Semantics are going to kill us all.
He's arguing that a Sketch library in and of itself is not a design system. I don't know who would disagree. Without good code & user research, my perfectly nested symbols are meaningless. I'm not really sure what he's actually trying to do here, though, short of making people kind of confused or possibly defensive.
I have been careful, lately, in the organization about how I use these terms because I do want it to be clear that the design system is bigger than and doesn't stop at a Sketch Library — which I've begun referring to simply as our "component library." Though it does contain and encode many or most of the meaningful decisions and product of the system.
Probably trying to remind people that even though you might have components and patterns laid out in a sketch file without the rest of your organization / team having access and understanding of it it is just a design file; and not yet a system.
I'm not really sure what he's actually trying to do here
Me either. A good design system will need something like Sketch Libraries and code, and many processes to maintain them both. Arguing for code-only or design-document only seems to miss the benefits and need for the other. There are definitely cases where only having one would work, but I think it’s more common to need both.
So yes, your Sketch Library is part of your design system.
Breaking news: Everything you think you know is wrong. More at 11.
Basically everyday on DN
My head is spinning from all the re-imagining, re-thinking, re-designing, re-inventing and over hyping. :P
you and me both.
I find ignoring everything that's posted on DN and carrying on in my career as I was currently seems to be the best approach ;)

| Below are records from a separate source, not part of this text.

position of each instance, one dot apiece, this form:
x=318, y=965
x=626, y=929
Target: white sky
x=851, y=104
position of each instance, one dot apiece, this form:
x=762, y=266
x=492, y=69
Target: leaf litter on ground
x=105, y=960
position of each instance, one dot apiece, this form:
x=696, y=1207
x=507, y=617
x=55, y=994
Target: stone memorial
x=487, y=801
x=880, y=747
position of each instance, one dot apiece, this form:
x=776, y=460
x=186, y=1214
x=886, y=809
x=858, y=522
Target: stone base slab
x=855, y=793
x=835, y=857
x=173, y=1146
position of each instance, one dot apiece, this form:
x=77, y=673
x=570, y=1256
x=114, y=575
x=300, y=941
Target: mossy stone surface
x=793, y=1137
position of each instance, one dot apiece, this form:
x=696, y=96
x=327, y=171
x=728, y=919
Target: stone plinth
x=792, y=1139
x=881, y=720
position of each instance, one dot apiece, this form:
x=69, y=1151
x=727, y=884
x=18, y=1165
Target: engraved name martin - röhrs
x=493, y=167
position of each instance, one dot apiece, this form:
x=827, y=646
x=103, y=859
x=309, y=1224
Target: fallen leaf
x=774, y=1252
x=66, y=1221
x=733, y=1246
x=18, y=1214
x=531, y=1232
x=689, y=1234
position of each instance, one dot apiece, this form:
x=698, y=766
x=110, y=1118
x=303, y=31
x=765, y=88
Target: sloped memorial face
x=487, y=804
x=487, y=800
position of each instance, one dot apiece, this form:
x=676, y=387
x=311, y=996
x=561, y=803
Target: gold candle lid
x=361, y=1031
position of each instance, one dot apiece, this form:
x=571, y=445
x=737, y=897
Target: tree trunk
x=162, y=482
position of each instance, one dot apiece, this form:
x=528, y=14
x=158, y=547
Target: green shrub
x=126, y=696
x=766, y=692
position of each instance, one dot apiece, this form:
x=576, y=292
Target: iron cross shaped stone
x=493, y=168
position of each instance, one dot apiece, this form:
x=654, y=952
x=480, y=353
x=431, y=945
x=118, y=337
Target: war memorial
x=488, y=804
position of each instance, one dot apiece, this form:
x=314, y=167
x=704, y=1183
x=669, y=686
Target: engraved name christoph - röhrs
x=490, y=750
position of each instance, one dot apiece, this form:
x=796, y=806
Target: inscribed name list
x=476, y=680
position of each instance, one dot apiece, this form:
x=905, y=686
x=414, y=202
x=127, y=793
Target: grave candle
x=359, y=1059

Can't sell workshop and conference tickets if everything works already.
ha! you are truly a moron, and wrong yet again!
i am available for speaking engagements. also, please buy my book about why you and all the other idiots are wrong and i am right.
With all due respect to the terrific Brad Frost, but I would argue a front-end lib for devs NEEDS an organized and cascading Sketch (or whatever) component library. Focusing solely on the code style guide would only give you coverage for your devs. One begets the either—two sides of the same coin.
Unless of course your designers do front end coding as a design interface.
Does anyone actually believe we will achieve the "holy grail" of design to code perfection?
I have enormous respect for what AirBnB are doing with React/Sketch interplay, but I simply don't see it turning into something you would ACTUALLY put into production code without incredibly strict guidelines on how Sketch designs are created.
Is having a Sketch component library and an HTML/CSS component library that are two parts of a greater whole really so bad?
I think about this a lot. I've been impressed with the tech, but I'm weary about the overhead. Us designers make a lot of concessions and considerations when building these systems out, but I wonder if front-end developers really want this. There's a line of collaboration here but I'm not exactly sure where the overlap really is.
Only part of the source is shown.